BFDOOR Malware Targets Organizations to Establish Long-Term Persistence

The BPFDoor malware has emerged as a significant threat targeting domestic and international organizations, particularly in the telecommunications sector.

First identified by PwC in 2021, BPFDoor is a highly sophisticated backdoor malware designed to infiltrate Linux systems with an emphasis on long-term persistence and evasion.

On April 25, 2025, the Korea Internet & Security Agency (KISA) issued a security advisory after confirming its distribution to critical systems, highlighting the growing frequency of these attacks.

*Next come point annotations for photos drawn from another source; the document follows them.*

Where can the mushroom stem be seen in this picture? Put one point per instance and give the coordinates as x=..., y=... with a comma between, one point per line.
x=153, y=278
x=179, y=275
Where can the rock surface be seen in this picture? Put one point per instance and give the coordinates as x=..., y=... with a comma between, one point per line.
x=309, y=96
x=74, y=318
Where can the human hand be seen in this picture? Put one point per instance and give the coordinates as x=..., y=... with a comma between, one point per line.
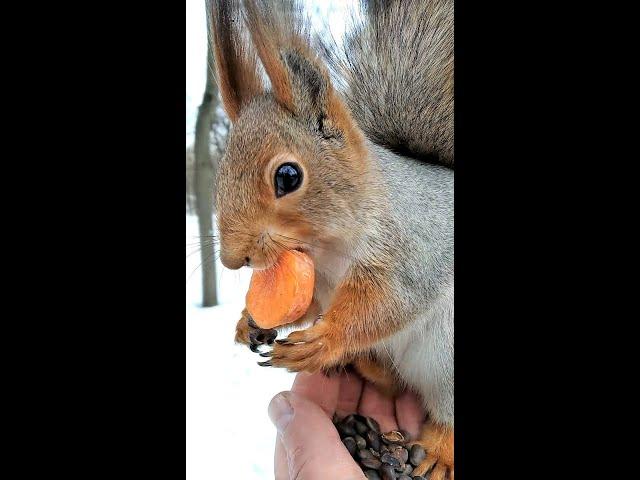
x=308, y=447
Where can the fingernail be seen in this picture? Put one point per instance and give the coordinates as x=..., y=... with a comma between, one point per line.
x=280, y=411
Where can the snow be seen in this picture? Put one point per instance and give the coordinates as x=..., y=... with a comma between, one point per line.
x=229, y=434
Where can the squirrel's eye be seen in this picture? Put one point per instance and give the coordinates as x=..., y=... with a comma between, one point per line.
x=288, y=178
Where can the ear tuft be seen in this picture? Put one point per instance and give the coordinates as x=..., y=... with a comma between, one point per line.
x=236, y=67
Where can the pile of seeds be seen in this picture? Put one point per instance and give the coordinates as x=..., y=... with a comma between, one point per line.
x=382, y=456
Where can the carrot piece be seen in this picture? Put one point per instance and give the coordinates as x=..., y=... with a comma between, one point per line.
x=281, y=294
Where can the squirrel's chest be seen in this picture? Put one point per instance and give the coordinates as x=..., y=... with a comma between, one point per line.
x=330, y=270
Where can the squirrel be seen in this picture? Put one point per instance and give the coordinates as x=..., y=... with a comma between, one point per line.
x=348, y=157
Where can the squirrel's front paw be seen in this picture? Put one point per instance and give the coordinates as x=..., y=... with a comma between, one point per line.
x=307, y=350
x=248, y=333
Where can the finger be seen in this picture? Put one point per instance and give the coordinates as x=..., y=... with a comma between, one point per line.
x=312, y=444
x=318, y=388
x=410, y=413
x=280, y=467
x=350, y=390
x=376, y=405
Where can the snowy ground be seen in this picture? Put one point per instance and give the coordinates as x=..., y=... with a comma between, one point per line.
x=227, y=392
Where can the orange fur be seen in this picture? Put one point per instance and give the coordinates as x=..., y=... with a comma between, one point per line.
x=360, y=315
x=378, y=374
x=437, y=440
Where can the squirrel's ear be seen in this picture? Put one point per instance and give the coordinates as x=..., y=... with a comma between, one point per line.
x=299, y=80
x=236, y=67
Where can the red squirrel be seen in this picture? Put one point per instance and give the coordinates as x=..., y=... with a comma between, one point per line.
x=349, y=158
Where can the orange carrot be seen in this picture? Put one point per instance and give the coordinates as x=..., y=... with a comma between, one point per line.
x=282, y=294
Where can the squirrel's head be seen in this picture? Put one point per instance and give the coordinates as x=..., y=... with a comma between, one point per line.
x=295, y=163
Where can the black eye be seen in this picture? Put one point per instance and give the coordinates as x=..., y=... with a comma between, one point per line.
x=288, y=178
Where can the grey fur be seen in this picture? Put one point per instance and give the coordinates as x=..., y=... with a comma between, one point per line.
x=421, y=228
x=396, y=70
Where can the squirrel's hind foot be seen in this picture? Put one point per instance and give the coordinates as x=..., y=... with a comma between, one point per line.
x=437, y=440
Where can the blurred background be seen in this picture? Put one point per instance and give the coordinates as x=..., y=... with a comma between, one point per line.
x=229, y=434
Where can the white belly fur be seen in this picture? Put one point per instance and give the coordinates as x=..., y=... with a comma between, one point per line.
x=422, y=355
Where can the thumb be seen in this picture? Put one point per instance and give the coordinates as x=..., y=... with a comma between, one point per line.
x=312, y=444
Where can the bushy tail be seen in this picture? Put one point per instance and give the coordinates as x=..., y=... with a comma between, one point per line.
x=396, y=69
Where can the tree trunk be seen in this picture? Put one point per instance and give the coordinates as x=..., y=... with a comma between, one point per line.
x=204, y=183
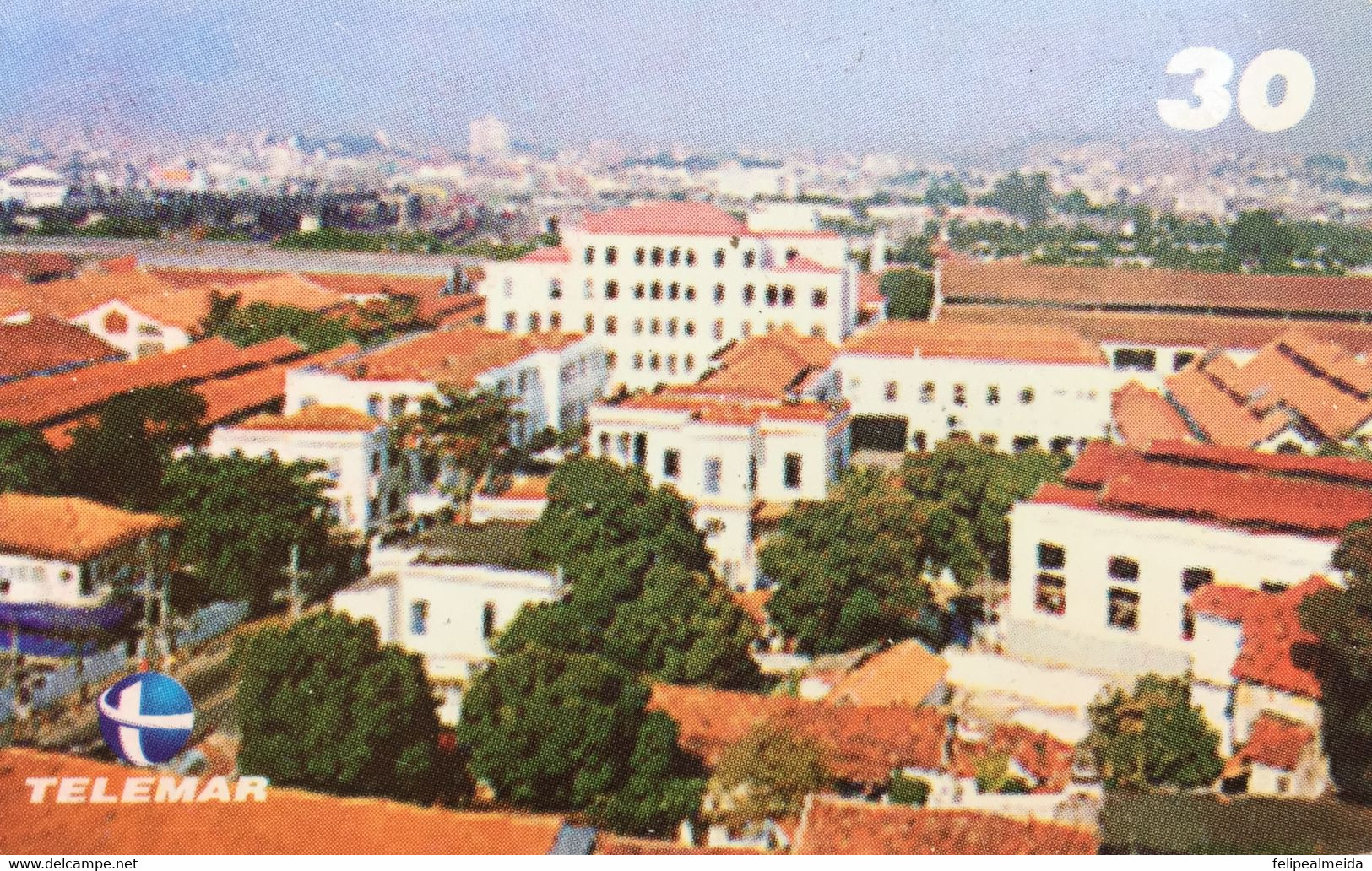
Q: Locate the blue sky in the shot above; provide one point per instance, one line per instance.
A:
(866, 74)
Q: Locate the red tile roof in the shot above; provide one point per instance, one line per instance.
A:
(1024, 344)
(670, 219)
(452, 357)
(69, 528)
(51, 398)
(290, 822)
(46, 344)
(1018, 281)
(843, 827)
(1143, 416)
(1277, 743)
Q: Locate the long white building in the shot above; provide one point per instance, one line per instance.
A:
(664, 285)
(1007, 387)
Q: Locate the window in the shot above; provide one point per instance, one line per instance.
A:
(1123, 568)
(1051, 556)
(1049, 592)
(713, 472)
(1196, 578)
(1123, 609)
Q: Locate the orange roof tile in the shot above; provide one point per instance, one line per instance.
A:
(69, 528)
(833, 826)
(1143, 416)
(669, 217)
(904, 674)
(290, 822)
(1277, 743)
(1025, 344)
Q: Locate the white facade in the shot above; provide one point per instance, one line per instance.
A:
(1007, 403)
(33, 187)
(364, 487)
(662, 303)
(726, 464)
(131, 331)
(446, 614)
(1167, 555)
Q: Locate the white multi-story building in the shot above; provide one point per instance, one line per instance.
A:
(756, 434)
(447, 614)
(366, 480)
(664, 285)
(74, 553)
(1102, 568)
(33, 187)
(1009, 387)
(553, 379)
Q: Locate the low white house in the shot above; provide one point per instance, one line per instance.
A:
(366, 484)
(449, 614)
(1003, 386)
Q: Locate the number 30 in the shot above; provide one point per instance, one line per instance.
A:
(1216, 69)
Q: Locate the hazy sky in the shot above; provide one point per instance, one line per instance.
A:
(865, 74)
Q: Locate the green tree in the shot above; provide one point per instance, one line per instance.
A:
(766, 776)
(1152, 737)
(28, 463)
(965, 491)
(910, 294)
(324, 706)
(641, 589)
(1342, 662)
(241, 516)
(566, 732)
(849, 570)
(121, 456)
(467, 431)
(1260, 241)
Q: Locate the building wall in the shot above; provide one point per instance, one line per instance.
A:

According to S2W’s Threat Research and Intelligence Center (TALON) Report, which recently analyzed the malware, BPFDoor exploits Berkeley Packet Filter (BPF) technology-a kernel-level networking tool originally intended for efficient packet filtering-to achieve unparalleled stealth.

By using 229 BPF Instruction Sets, the malware filters specific trigger packets, enabling it to receive commands without opening traditional network ports, thus blending malicious traffic seamlessly with legitimate data.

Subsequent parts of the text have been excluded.